The list of things that can go wrong with an NGO project is fairly broad – people often cite natural disasters, conflict, political interference and a long list of etcetera’s. Without doubt, NGO Project Managers do work in difficult circumstances – no question. We work in places, where many other organisations would not or could not operate – yet – it is always a surprise to see how much blame is attached to external circumstances. My personal favourite is when the rainy season gets fingered – so we didn’t know that the rains were going to come? I am being slightly facetious but I think we owe it to our beneficiaries to focus a bit more on the many internal causes of problems – rather than external factors that way, in any case, be much more difficult to control.
This takes me to Grand Designs – a title from a UK TV series. The programme finds people, who want to design and build a new house – and as you can probably guess from the title, these are ‘special’ houses in some way – eco-friendly, woodland cottage, converted castle, houseboat or whatever. The format is always pretty similar – all obstacles are overcome, the final house is beautiful – but time and cost have gone out of the window. Occasionally, people can’t afford to finish….
Sound familiar? How many of our NGO projects are ‘grand designs’? I really did one see a programme objective that stated that ‘all debt in Africa will be pardoned/condoned by the end of 2007’. Really? I once reviewed a country programme that left me wondering why we were still working in the country. If we had done all that we has said (promised?), then it was surprising that there was any poverty left in the country. Women had been empowered, livelihoods increased, Govt. policies were all focused on the poor etc. Is this just my experience? I doubt it but I would love to know.

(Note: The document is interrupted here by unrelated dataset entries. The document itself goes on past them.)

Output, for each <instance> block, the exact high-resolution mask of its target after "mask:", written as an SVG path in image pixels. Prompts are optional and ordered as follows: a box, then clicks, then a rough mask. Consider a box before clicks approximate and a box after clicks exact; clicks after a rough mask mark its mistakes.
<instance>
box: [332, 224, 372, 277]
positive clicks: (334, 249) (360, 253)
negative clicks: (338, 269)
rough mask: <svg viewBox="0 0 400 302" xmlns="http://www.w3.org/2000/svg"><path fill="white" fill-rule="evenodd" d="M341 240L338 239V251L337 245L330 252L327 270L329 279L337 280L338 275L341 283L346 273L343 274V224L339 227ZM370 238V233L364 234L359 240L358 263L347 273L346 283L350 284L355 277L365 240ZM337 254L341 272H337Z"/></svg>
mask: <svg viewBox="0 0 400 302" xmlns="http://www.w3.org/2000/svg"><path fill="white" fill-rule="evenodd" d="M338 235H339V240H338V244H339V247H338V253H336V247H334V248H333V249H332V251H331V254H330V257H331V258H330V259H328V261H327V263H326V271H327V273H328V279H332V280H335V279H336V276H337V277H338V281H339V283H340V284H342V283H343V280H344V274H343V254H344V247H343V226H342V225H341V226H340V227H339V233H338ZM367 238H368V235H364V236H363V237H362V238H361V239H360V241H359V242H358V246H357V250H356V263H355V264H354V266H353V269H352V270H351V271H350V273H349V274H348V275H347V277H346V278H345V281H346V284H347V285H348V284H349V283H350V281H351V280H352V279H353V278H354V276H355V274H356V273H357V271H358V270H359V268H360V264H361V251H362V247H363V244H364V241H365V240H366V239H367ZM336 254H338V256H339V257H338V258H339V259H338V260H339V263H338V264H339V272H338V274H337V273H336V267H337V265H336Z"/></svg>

So what are the implications of the unachievable project? It is easy to think of probable failure, delays, extra money needed etc. i.e. problems with the triple constraint of time, cost and scope. This is almost certainly correct. There will be major issues with probably all of these. However, what about the human side of things? How do staff feel when they are working on a project that no-one believes can succeed? What about the funders? They have given us money to do deliver work, that we cannot achieve right from the start….. not sure I would fund a workman, who promised much but did not deliver…. Finally, how about the beneficiaries and communities? They have invested their hopes in us – but we cannot realize their expectations – and if we are honest and review some of our unrealistic proposals, we always knew we could not achieve the project goals.

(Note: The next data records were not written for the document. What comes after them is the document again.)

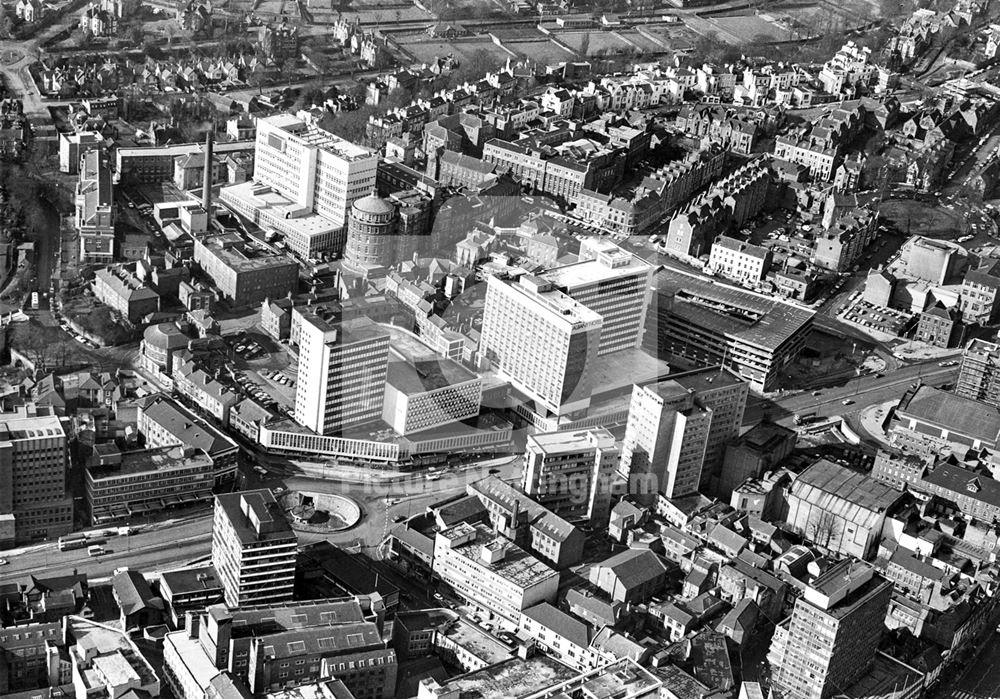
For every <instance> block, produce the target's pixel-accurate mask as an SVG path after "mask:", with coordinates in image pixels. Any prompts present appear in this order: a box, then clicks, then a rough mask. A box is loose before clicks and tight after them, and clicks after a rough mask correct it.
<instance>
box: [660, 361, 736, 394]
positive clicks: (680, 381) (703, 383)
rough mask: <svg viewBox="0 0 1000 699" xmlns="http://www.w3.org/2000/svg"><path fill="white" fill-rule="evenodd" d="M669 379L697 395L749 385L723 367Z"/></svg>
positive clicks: (698, 370)
mask: <svg viewBox="0 0 1000 699" xmlns="http://www.w3.org/2000/svg"><path fill="white" fill-rule="evenodd" d="M667 378H668V379H669V380H671V381H675V382H676V383H678V384H679V385H681V386H683V387H684V388H686V389H690V390H692V391H694V392H695V393H707V392H708V391H711V390H713V389H720V388H729V387H731V386H740V385H744V386H748V385H749V384H747V382H746V381H744V380H743V379H741V378H740V377H739V376H737V375H736V374H734V373H733V372H732V371H731V370H729V369H726V368H724V367H722V366H710V367H705V368H704V369H693V370H691V371H682V372H680V373H678V374H670V375H669V376H668V377H667Z"/></svg>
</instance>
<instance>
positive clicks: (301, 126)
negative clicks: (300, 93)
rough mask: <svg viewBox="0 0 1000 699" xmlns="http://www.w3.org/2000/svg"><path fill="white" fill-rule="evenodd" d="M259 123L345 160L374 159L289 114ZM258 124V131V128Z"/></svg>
mask: <svg viewBox="0 0 1000 699" xmlns="http://www.w3.org/2000/svg"><path fill="white" fill-rule="evenodd" d="M260 121H263V122H264V123H266V124H268V125H270V126H274V127H277V128H279V129H281V130H282V131H284V132H285V133H286V134H288V135H289V136H290V137H293V138H295V139H297V140H298V141H300V142H302V143H304V144H306V145H309V146H315V147H316V148H319V149H321V150H323V151H326V152H327V153H332V154H334V155H336V156H338V157H341V158H344V159H345V160H359V159H362V158H370V157H374V153H373V152H372V151H371V150H369V149H368V148H365V147H364V146H359V145H356V144H354V143H351V142H350V141H348V140H346V139H343V138H340V137H339V136H336V135H334V134H332V133H330V132H329V131H326V130H325V129H321V128H320V127H318V126H316V125H315V124H307V123H306V122H304V121H302V120H301V119H299V118H298V117H296V116H293V115H291V114H275V115H274V116H269V117H262V118H261V119H260V120H259V122H260ZM259 122H258V129H259V128H260V126H259Z"/></svg>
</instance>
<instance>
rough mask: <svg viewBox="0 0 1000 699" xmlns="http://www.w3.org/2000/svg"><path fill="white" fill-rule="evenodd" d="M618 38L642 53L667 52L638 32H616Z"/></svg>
mask: <svg viewBox="0 0 1000 699" xmlns="http://www.w3.org/2000/svg"><path fill="white" fill-rule="evenodd" d="M616 33H617V34H618V36H620V37H621V38H622V39H624V40H625V41H626V42H628V43H629V44H630V45H631V46H634V47H635V48H638V49H639V50H640V51H643V52H646V51H653V52H656V51H664V50H666V49H665V48H664V47H663V46H661V45H660V44H659V43H658V42H656V41H654V40H652V39H650V38H648V37H646V36H643V35H642V34H640V33H639V32H638V31H636V30H634V29H624V30H622V31H619V32H616Z"/></svg>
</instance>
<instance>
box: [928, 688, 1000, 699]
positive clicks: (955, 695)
mask: <svg viewBox="0 0 1000 699" xmlns="http://www.w3.org/2000/svg"><path fill="white" fill-rule="evenodd" d="M941 699H1000V695H997V694H980V693H979V692H970V691H968V690H965V689H953V690H951V691H950V692H948V693H946V694H942V695H941Z"/></svg>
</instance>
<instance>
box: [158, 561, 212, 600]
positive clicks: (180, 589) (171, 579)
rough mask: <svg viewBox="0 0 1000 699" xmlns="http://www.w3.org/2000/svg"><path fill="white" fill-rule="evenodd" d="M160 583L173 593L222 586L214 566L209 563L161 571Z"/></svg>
mask: <svg viewBox="0 0 1000 699" xmlns="http://www.w3.org/2000/svg"><path fill="white" fill-rule="evenodd" d="M160 584H161V585H165V586H166V587H168V588H169V589H170V591H171V592H172V593H173V594H174V595H179V594H185V593H190V592H200V591H203V590H215V589H221V588H222V583H221V582H219V576H218V574H217V573H216V572H215V566H213V565H211V564H209V565H205V566H198V567H197V568H183V569H181V570H170V571H167V572H166V573H161V574H160Z"/></svg>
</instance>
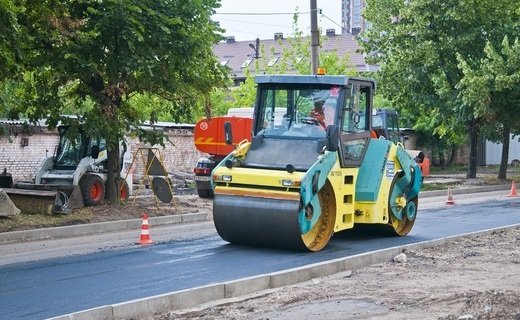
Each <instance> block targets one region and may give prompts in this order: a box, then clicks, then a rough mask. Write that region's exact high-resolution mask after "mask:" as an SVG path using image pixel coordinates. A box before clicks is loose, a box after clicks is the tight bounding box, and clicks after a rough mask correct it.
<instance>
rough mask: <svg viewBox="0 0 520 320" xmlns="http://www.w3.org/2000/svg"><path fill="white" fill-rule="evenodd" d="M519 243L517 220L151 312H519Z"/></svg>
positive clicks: (507, 317) (200, 317)
mask: <svg viewBox="0 0 520 320" xmlns="http://www.w3.org/2000/svg"><path fill="white" fill-rule="evenodd" d="M519 246H520V227H515V228H512V229H509V230H505V231H495V232H491V233H489V234H485V235H481V236H476V237H472V238H462V239H458V240H454V241H452V242H448V243H446V244H444V245H440V246H436V247H432V248H428V249H424V250H418V251H405V252H404V260H399V262H397V261H389V262H386V263H380V264H376V265H372V266H369V267H366V268H363V269H359V270H355V271H348V272H343V273H340V274H336V275H334V276H330V277H326V278H321V279H314V280H312V281H308V282H304V283H300V284H298V285H294V286H289V287H284V288H280V289H275V290H269V291H264V292H259V293H257V294H255V295H249V296H246V297H242V298H241V299H240V300H236V299H235V300H226V301H220V302H219V303H218V304H212V305H210V304H207V305H204V306H201V307H199V308H195V309H190V310H179V311H176V312H171V313H167V314H161V315H156V316H155V317H154V318H153V319H155V320H166V319H180V320H182V319H185V320H187V319H213V320H219V319H222V320H223V319H251V320H253V319H254V320H267V319H269V320H282V319H284V320H293V319H294V320H296V319H298V320H302V319H333V320H334V319H337V320H340V319H375V320H378V319H385V320H394V319H395V320H397V319H439V320H462V319H465V320H469V319H520V289H519V288H520V277H519V276H518V275H519V274H520V252H519V251H518V247H519ZM401 258H403V256H401Z"/></svg>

The way funding operates in the sector does encourage us to over-promise in our proposals and when there is a major separation between those writing grant applications and the people who have to deliver, this problem can be even greater. We can see, however, the consequences of having an aspirational ‘grand design’ – so what can we do to avoid this? I would be interested to hear your experiences and I will come back to this in future blogs – and synthesize people’s ideas and offer some of my own.